See you soon, Stocky

Dotado de una extraña personalidad, a veces indiferente, a veces apasionado, le gustaba la independencia. Le encantaba dormir casi todo el día, o al menos sus ojos -que se igualaban a dos ranuras horizontales- así lo aparentaban. Muchas veces, el sol que entraba por la puerta lo acariciaba dejando al descubierto su fascinación por el calor matutino.

Todo el tiempo, me gustaba acercarme a él así, en el suelo, y tirarme a su lado. Pensar como él, que no existe el tiempo. Y sentir esos rayos de relajamiento. Lo abrazaba en el suelo. Me respondía con un gruñido, sabía que significaba “Peter, no molestes… déjame dormir”. Pero no me importaba, yo lo abrazaba y así quería que terminara el día, en un momento congelado en el suelo.

Era alérgico a él, lo descubrí a las semanas que lo traje. Pero no me importaba, podía aguantar unas ronchitas en los brazos con tal de cargarlo y pasar mis manos entre sus rollos desiguales.

Recuerdo sus suspiros, los imito cuando algo no sale mal ¿O él imitaba los míos? No es importante saberlo. La perfecta combinación entre ronquidos y sueños -con sus respectivas movidas de patas- era su mejor amigo.

Aunque sabía que era diferente a los demás, nunca se consideró un perro. Nunca jugó con otros perros más que el perro de mi tía -al que igualmente, a veces no soportaba-. Sólo se sentaba en la calle al lado de mi abuelo y tomaba más sol.

Una noche, luego de haber estado lejos unas horas y sin preveer lo que ocurriría en la mañana, llegué a la casa y mis tías estaban en la puerta. Muy raro, pensé, algo habrá pasado. Me acerqué y me dijeron que Stocky había muerto. “Naaaa”, imposible, negué creerlo, me estaban haciendo una broma, cómo se iba a morir un animal tan cuidadoso.

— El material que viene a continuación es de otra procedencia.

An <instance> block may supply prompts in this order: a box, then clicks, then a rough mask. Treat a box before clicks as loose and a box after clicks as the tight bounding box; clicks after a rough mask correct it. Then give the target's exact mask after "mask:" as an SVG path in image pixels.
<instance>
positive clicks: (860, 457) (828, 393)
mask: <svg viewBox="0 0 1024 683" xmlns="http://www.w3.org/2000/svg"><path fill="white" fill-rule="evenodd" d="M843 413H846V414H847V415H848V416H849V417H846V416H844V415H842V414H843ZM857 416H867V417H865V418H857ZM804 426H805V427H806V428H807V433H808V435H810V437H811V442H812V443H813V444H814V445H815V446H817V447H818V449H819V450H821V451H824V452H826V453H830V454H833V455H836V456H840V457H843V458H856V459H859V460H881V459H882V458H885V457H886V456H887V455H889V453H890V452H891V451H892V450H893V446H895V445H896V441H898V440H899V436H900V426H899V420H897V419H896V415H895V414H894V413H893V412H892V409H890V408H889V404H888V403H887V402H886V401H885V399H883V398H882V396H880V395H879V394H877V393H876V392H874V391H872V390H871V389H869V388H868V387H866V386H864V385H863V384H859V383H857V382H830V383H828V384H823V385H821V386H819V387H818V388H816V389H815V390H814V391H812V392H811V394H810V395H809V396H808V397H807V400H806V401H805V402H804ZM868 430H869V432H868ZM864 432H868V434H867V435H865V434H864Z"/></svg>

“En serio”, confirmaban la noticia. “Bueno… de algo tenía que morir ¿no?” fui duro. No quería mostrarme, no quería que me vieran bajo. Mucho menos quería que realmente sintieran lo que sentía. Qué les importa al fin. Me miraron los ojos como si quisieran sacarme lágrimas para desahogarme. Pero no lo lograron.

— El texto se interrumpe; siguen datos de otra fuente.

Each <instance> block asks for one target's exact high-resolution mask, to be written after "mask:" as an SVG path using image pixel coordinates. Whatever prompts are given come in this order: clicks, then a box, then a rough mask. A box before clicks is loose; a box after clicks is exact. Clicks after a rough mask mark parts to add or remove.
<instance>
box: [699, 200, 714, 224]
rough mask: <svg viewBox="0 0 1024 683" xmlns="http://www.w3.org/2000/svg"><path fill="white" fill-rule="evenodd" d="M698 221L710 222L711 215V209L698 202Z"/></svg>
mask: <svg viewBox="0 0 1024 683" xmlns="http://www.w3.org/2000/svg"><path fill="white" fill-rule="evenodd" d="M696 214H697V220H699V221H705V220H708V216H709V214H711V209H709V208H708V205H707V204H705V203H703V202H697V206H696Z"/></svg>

“Está en la veterinaria, lo están alistando para el entierro”. En el jardín Michael estaba cavando un hueco lo suficientemente grande para su robusto cuerpo. Fui a la veterinaria y lo encontré tendido en la mesa de metal.

Estaba dormido, yo creí. Lo toqué, aún estaba tibio, tan tibio como siempre. Tan tibio como cuando lo dejé esa mañana. Pasé mis manos entre sus rollos y lo sacudí para que despertara. Le decía, “Stocky despierta, no seas tonto, despierta”. No lo hizo, en vez, mis lágrimas cayeron sobre su cuerpo. No había nadie más que él y yo en esa sala. En el fondo, así lo quería, durmiendo como le gustaba.

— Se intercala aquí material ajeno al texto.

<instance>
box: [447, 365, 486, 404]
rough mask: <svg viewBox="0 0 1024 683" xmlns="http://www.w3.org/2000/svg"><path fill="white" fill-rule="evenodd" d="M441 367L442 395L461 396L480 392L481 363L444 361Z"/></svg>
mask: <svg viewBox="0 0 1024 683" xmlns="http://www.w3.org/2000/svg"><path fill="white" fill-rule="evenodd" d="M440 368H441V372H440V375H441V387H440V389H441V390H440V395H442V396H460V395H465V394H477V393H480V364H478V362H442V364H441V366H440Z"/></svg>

Cuando llegó alguien, que no recuerdo bien, lo tuve que cargar para llevarlo al entierro. Pesaba, siempre había ensayado cargarlo por última vez pero nunca pensé que sería tan horrible. Sus ojitos estaban cerrados, y su cuerpo aún emanaba ese olor fuerte característico de él.

Lo dejé en el hueco, ahí echado. Sabía que a él le gustaba estirar las piernitas de cerdo para dormir. El hueco no era lo suficientemente largo como para enterrarlo estirado, le encogimos las patitas y entró perfecto.

Empezaron a echarle cal y tierra. Cada montículo de arena sobre su cuerpo era como un golpe en el estómago, insoportable. Y ya sabía que nunca iba volver a verlo moviendo su espiralada cola o escuchar su ladrido jamás. Quizás, tal vez no acá.

Sé que ese jardín era uno de sus lugares preferidos, y ahora, el mío también.